A compact, then… that when we go/ Forth from these gracious trees/ Into the world, we go as witnesses/ Before the men who make our country’s laws,/ And by our witness show/ In burning words/ The meaning of these sylvan mysteries:/ Freedom and sanctuary for the birds!
Those words still burn, and Fontenelle Forest, if it remains in hands wise enough to privilege conservation of a scarce resource over entertainment and spectacle, will keep its sylvan mysteries for another century to come.
One of my favorite places and one of my favorite place names — but Sowbelly wasn’t especially Prius-friendly the other day after the snow. So we took just a quick, chilly walk into the top of the canyon before heading west.
It was quiet up there, a circumstance that only convinced me there were really great birds down lower; but it’s hard to complain about fences lined with mountain bluebirds and Brewer’s blackbirds.
A distant Pheucticus song was neatly identified when a male black-headed grosbeak flew in to investigate our presence; both species occur in spring on the Pine Ridge, and — confession time — I can’t consistently tell the songs apart, and these ears of mime don’t always pick up those chip notes at a distance.

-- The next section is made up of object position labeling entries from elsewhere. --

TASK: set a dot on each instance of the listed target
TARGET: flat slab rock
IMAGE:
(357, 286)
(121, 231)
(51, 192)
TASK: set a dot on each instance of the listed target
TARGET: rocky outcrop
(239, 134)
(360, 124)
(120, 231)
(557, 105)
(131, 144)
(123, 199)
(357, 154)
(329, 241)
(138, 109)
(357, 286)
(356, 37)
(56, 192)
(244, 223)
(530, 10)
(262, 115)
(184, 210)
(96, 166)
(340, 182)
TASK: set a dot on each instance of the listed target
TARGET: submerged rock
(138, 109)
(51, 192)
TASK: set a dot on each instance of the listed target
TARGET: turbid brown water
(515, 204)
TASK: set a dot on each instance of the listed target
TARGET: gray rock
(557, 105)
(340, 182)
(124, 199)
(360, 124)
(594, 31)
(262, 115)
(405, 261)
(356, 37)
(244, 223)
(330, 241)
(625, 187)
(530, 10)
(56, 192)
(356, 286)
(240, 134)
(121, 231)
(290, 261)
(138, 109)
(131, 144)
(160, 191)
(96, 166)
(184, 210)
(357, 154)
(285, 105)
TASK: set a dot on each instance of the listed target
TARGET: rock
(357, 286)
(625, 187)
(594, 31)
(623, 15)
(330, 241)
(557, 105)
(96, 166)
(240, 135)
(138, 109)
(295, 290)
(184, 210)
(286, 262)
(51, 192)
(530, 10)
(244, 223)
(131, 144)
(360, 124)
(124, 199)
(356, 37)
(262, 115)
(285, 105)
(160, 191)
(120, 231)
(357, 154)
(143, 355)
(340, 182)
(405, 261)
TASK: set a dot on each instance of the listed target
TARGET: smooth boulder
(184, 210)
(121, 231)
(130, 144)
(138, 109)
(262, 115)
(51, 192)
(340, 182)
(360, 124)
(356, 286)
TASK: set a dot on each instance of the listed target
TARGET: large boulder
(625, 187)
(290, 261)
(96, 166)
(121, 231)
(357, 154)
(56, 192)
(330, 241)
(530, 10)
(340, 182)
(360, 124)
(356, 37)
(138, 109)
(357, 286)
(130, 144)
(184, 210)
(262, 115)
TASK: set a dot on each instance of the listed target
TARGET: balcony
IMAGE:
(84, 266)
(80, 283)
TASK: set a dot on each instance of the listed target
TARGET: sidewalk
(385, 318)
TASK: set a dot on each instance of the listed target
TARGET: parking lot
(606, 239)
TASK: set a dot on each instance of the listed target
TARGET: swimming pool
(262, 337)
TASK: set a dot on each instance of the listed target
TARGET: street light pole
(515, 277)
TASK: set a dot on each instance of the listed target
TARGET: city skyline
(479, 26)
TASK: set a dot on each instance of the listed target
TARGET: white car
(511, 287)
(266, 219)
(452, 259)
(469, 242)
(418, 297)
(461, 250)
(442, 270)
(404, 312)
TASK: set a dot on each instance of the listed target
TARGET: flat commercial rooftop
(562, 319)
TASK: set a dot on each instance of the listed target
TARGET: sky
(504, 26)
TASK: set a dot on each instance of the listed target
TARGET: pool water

We were hoping for Lewis’s — it’s just time for that species to arrive — but had to content ourselves with the even more stunning red-headed woodpeckers; the bird is common all across Nebraska, wherever there are trees or fence posts, but it’s still a bit disconcerting to see it against a background of shortgrass prairie and buttes.
And even more disconcerting to look down the fence and see a Cassin’s kingbird.
These no-longer-quite-so-southwestern tyrants breed in the upper canyon (and even farther north into Dakota, if I remember right), but I’d resigned myself to their late arrival when this one suddenly appeared. Who knows — this may have been the first of its species to make it to Nebraska this year. And it couldn’t have chosen a more beautiful place to land.